While the TCJA does make the calculation one where the child can compute the tax without the need for the parent’s return, using the tax rate schedule for trusts where the 37% bracket is reached at just below $13,000 is wrong. Query – Why didn’t Congress say to use a rate structure 20 times the trust income tax bracket or some other percentage?
This issue caught the attention of some in Congress with proposals offered for relief for these benefits. S. 1370 and H.R. 2481 propose to treat the benefits as earned income so they are only taxed at the child’s tax rate. H.R. 2716 would not apply the TCJA changes to these benefits (so apparently still taxed at the parent’s marginal tax rate). H.R. 1994, a retirement bill passed by the House in May 2019 would change the kiddie tax calculation back to pre-TCJA times.
My proposal is to just repeal the kiddie tax. It is complex and isn’t taxing the owner of an investment at their own tax rate as intended by an income tax. If a family member gives a dividend-paying stock to a child, for example, it belongs to the child. The giver has forever parted with it.

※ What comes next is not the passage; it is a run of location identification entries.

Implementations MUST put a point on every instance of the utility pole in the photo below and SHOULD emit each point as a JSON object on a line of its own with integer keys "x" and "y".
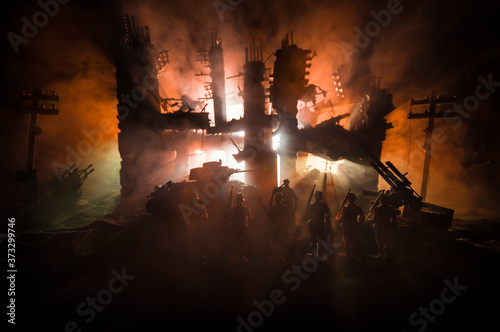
{"x": 431, "y": 114}
{"x": 34, "y": 104}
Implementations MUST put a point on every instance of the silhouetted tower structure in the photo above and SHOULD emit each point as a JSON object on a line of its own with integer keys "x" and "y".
{"x": 289, "y": 84}
{"x": 139, "y": 138}
{"x": 216, "y": 89}
{"x": 431, "y": 114}
{"x": 34, "y": 104}
{"x": 258, "y": 135}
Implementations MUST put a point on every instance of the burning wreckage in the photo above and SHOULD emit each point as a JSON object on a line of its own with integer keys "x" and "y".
{"x": 277, "y": 126}
{"x": 270, "y": 115}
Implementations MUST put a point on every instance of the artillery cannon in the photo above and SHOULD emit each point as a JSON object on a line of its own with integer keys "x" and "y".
{"x": 211, "y": 183}
{"x": 65, "y": 189}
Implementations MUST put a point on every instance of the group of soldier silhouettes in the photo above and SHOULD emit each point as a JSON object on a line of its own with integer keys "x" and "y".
{"x": 280, "y": 224}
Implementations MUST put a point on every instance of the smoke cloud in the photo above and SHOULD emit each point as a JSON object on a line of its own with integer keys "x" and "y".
{"x": 426, "y": 46}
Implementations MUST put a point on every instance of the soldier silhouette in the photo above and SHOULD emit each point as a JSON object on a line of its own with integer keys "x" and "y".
{"x": 319, "y": 217}
{"x": 198, "y": 230}
{"x": 277, "y": 224}
{"x": 383, "y": 217}
{"x": 240, "y": 218}
{"x": 289, "y": 199}
{"x": 351, "y": 216}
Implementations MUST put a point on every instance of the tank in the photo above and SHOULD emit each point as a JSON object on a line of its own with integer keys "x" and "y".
{"x": 173, "y": 200}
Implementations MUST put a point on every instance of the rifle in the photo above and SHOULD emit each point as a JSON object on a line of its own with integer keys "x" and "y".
{"x": 374, "y": 204}
{"x": 228, "y": 210}
{"x": 306, "y": 211}
{"x": 272, "y": 195}
{"x": 341, "y": 207}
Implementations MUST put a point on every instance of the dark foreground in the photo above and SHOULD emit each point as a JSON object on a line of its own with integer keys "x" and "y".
{"x": 137, "y": 277}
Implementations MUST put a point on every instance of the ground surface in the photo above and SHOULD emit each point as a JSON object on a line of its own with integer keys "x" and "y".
{"x": 163, "y": 290}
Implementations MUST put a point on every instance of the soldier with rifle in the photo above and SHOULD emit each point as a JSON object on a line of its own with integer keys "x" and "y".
{"x": 278, "y": 227}
{"x": 198, "y": 227}
{"x": 351, "y": 217}
{"x": 383, "y": 216}
{"x": 319, "y": 222}
{"x": 240, "y": 218}
{"x": 289, "y": 199}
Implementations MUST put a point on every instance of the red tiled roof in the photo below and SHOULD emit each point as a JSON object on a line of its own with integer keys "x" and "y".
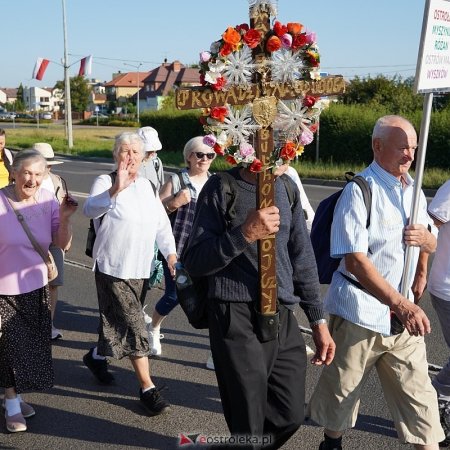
{"x": 128, "y": 79}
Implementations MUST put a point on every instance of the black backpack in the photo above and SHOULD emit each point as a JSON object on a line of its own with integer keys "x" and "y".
{"x": 193, "y": 299}
{"x": 321, "y": 228}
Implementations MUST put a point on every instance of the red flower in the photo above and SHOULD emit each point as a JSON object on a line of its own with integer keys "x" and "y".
{"x": 230, "y": 160}
{"x": 273, "y": 44}
{"x": 313, "y": 127}
{"x": 309, "y": 101}
{"x": 219, "y": 113}
{"x": 218, "y": 149}
{"x": 298, "y": 41}
{"x": 226, "y": 49}
{"x": 231, "y": 37}
{"x": 256, "y": 166}
{"x": 279, "y": 29}
{"x": 288, "y": 152}
{"x": 294, "y": 27}
{"x": 242, "y": 27}
{"x": 252, "y": 38}
{"x": 220, "y": 83}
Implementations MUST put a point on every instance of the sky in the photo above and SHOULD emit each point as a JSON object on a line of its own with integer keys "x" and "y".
{"x": 355, "y": 37}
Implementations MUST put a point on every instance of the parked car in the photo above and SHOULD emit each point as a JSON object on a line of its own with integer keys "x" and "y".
{"x": 24, "y": 116}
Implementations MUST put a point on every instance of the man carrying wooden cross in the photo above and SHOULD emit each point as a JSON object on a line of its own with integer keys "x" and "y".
{"x": 251, "y": 256}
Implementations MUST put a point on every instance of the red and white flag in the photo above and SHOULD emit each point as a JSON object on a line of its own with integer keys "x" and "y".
{"x": 85, "y": 66}
{"x": 40, "y": 68}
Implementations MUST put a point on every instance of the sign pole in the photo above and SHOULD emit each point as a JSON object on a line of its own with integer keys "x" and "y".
{"x": 418, "y": 179}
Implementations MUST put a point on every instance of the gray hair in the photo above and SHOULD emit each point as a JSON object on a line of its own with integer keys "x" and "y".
{"x": 127, "y": 137}
{"x": 384, "y": 125}
{"x": 25, "y": 155}
{"x": 194, "y": 144}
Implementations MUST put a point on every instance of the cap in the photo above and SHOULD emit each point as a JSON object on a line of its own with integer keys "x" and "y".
{"x": 150, "y": 137}
{"x": 47, "y": 152}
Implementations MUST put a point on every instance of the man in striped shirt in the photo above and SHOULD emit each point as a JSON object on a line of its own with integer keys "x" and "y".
{"x": 372, "y": 323}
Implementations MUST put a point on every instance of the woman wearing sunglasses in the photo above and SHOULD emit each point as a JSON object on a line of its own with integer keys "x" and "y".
{"x": 179, "y": 196}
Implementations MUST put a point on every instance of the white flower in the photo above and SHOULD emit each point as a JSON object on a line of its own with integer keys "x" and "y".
{"x": 238, "y": 125}
{"x": 292, "y": 118}
{"x": 239, "y": 67}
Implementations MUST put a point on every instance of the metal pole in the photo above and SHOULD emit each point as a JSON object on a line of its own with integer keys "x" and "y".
{"x": 68, "y": 101}
{"x": 317, "y": 140}
{"x": 139, "y": 88}
{"x": 420, "y": 164}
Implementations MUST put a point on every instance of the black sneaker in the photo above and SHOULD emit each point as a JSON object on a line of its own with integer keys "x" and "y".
{"x": 444, "y": 415}
{"x": 323, "y": 446}
{"x": 153, "y": 402}
{"x": 99, "y": 368}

Also, the kiddie tax is poorly targeted at trying to discourage parents from giving investment assets to their children because the tax calculation doesn’t ask about the source of the funds. For example, a child movie star with a big bank account is subject to the kiddie tax even though the source of the funds was her own efforts.
There is also something odd that happened with the kiddie tax back in 2013. When the kiddie tax was created by the TRA86, it was often described as taxing investment income of minors (it then applied to children under age 14). However, the language was broader to include unearned income using a definition under §911. It was also intended to address situations where family members transferred investment assets to children. So, a fix to treat the military benefits as earned income should help.

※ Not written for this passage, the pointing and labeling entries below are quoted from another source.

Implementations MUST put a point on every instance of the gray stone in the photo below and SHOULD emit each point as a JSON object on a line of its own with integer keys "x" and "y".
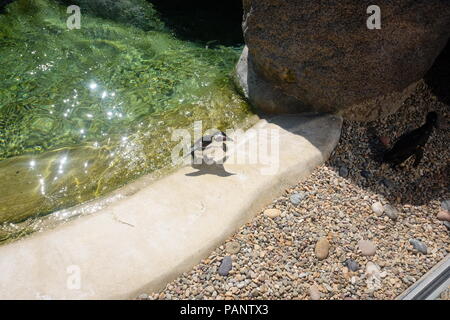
{"x": 351, "y": 264}
{"x": 419, "y": 245}
{"x": 314, "y": 293}
{"x": 387, "y": 183}
{"x": 305, "y": 55}
{"x": 445, "y": 205}
{"x": 343, "y": 171}
{"x": 366, "y": 174}
{"x": 378, "y": 209}
{"x": 296, "y": 198}
{"x": 232, "y": 247}
{"x": 391, "y": 212}
{"x": 322, "y": 248}
{"x": 225, "y": 266}
{"x": 143, "y": 296}
{"x": 367, "y": 247}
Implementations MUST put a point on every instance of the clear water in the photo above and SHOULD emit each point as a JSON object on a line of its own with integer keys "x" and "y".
{"x": 83, "y": 112}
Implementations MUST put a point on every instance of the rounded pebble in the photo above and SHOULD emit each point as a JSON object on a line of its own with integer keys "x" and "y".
{"x": 272, "y": 213}
{"x": 322, "y": 249}
{"x": 367, "y": 247}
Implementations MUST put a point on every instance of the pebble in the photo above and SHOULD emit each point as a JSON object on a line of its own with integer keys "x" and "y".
{"x": 445, "y": 205}
{"x": 419, "y": 245}
{"x": 314, "y": 293}
{"x": 367, "y": 247}
{"x": 378, "y": 209}
{"x": 351, "y": 264}
{"x": 322, "y": 249}
{"x": 232, "y": 247}
{"x": 278, "y": 260}
{"x": 385, "y": 141}
{"x": 365, "y": 174}
{"x": 343, "y": 171}
{"x": 387, "y": 183}
{"x": 296, "y": 198}
{"x": 391, "y": 212}
{"x": 272, "y": 213}
{"x": 225, "y": 266}
{"x": 443, "y": 215}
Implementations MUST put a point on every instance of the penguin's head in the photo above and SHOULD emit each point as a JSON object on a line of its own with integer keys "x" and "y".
{"x": 432, "y": 118}
{"x": 221, "y": 136}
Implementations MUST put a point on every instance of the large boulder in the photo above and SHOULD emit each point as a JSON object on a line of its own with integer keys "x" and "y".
{"x": 320, "y": 56}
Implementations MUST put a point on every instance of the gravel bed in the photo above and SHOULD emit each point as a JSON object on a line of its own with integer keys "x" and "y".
{"x": 354, "y": 229}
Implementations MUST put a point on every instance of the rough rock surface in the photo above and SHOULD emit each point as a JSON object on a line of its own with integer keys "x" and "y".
{"x": 320, "y": 56}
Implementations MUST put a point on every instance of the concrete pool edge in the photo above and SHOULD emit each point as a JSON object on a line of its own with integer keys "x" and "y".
{"x": 140, "y": 243}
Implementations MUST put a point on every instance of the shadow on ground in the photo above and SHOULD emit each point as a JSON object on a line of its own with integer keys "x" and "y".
{"x": 360, "y": 146}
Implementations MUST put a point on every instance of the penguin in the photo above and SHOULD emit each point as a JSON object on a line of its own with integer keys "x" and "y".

In 2013, IRS instructions for the Form 8615 and its title changed from Tax for Certain Children Who Have Investment Income of More than $1,900, to Tax for Certain Children Who Have Unearned Income. One notable change in the instructions was the IRS now calling taxable scholarships unearned income subject to the kiddie tax. Yet, Prop. Reg. 1.117-6 called that income earned. This was not an issue prior to the law change that increased the age of a “kiddie” from under age 14 to up to age 23 for certain full-time college students. [See Chambers, “Kiddie Tax May Be Due on College Scholarships,” The Tax Adviser, 4/1/16).] This treatment also seems odd in that there is no family transfer involved with the scholarship.
The Tax Increase Prevention and Reconciliation Act of 2005 (P.L. 109-222 (5/17/06) changed the age of a “kiddie” from under age 14 to under age 18, effective for tax years beginning after 2005. The Small Business and Work Opportunity Tax Act of 2007 (P.L. 110-28, 5/25/07) changed the age to its current levels. This also makes no sense to take the unearned income of a legal adult at the parent’s marginal rate.
The tax law would be simpler and more equitable and neutral to just repeal the kiddie tax.